No formal program is planned for the Temple Square lights this year. All downtown lights, including those on Temple Square, are expected to be turned on sometime after 6:30 p.m. Friday except on the Conference Center and LDS Church administration blocks, where lights will be switched on at dusk.
The Gallivan Center, 239 S. Main, will offer its 12th annual lighting of the plaza, 6 to 7 p.m., on Friday. The plaza will feature 900 strands of lights, 75,000 light bulbs and the use of more than 340 electrical outlets. Musical entertainment, a visit from Santa and skating on the ice rink are among the festivities planned.

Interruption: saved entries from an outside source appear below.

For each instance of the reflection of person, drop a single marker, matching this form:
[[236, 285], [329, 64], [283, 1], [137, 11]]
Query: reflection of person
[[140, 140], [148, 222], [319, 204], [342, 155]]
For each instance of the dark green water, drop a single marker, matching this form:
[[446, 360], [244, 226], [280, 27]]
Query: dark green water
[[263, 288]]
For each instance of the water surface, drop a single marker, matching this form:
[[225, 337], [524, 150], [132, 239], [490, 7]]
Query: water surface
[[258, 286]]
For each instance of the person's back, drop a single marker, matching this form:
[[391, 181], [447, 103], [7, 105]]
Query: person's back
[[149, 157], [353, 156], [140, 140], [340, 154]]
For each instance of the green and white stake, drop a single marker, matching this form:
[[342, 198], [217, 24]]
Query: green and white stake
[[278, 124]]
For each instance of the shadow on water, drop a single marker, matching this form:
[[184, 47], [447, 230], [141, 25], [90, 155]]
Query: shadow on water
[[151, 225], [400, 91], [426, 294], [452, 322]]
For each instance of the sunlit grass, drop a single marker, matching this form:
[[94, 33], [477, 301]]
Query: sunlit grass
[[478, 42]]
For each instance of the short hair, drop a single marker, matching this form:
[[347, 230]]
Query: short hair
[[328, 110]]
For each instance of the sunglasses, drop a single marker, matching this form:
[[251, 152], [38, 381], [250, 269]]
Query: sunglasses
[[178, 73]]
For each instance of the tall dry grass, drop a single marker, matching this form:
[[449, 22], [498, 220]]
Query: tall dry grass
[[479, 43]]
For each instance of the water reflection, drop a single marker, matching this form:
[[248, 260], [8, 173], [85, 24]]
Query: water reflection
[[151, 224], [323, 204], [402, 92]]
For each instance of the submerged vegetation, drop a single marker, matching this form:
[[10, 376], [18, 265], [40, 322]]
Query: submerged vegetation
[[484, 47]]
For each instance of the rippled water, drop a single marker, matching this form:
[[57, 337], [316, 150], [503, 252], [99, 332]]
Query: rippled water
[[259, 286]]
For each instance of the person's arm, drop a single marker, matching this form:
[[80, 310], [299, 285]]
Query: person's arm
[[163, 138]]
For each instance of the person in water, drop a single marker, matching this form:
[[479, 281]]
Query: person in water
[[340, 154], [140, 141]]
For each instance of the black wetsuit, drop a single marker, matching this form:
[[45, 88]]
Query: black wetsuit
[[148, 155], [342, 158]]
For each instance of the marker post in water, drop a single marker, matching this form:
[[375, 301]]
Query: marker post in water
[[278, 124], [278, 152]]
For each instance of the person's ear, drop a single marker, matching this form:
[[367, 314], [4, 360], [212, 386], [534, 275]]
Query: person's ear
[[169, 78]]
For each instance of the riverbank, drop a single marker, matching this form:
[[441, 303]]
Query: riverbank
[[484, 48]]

KUTV-Channel 2 will have a live 30-minute broadcast, 6:30 p.m., at Gallivan Plaza.
Santa and Mrs. Claus will be riding the "Jingle Bus" around downtown Friday night.
At 6:30 p.m., Santa will arrive outside Meier and Frank, with Christmas caroling and entertainment. To help warm up the evening, Meier and Frank will offer free hot cider and gingerbread cookies beginning at 6 p.m.
The third annual "Light Up the Night Concert," featuring special guest Kurt Bestor, will begin at 7 p.m. at the Olympic Legacy Plaza at The Gateway.
The public can sing along to holiday carols, enjoy complimentary hot chocolate and get into the holiday spirit. Members of the University of Utah Singers, Brady Allred conducting, and the 95th Infantry Auxiliary Band will add to the music.
According to Brent Roberts, director of headquarter facilities for the LDS Church, there is nothing new this year in the Temple Square and adjoining holiday light displays.
The lights an estimated 700,000 will be turned on daily beginning Friday and continuing through midnight on Sunday, Jan. 2. The lights will be switched on each night at dusk and remain on until at least 10 p.m., longer if special events are being held on Temple Square.
"We coordinate the best we can," Roberts said of the relationship with other downtown holiday lights.
He said crews begin putting up the thousands and thousands of LDS Church lights in September, trying to spread the work out and avoid an overtime crunch in November.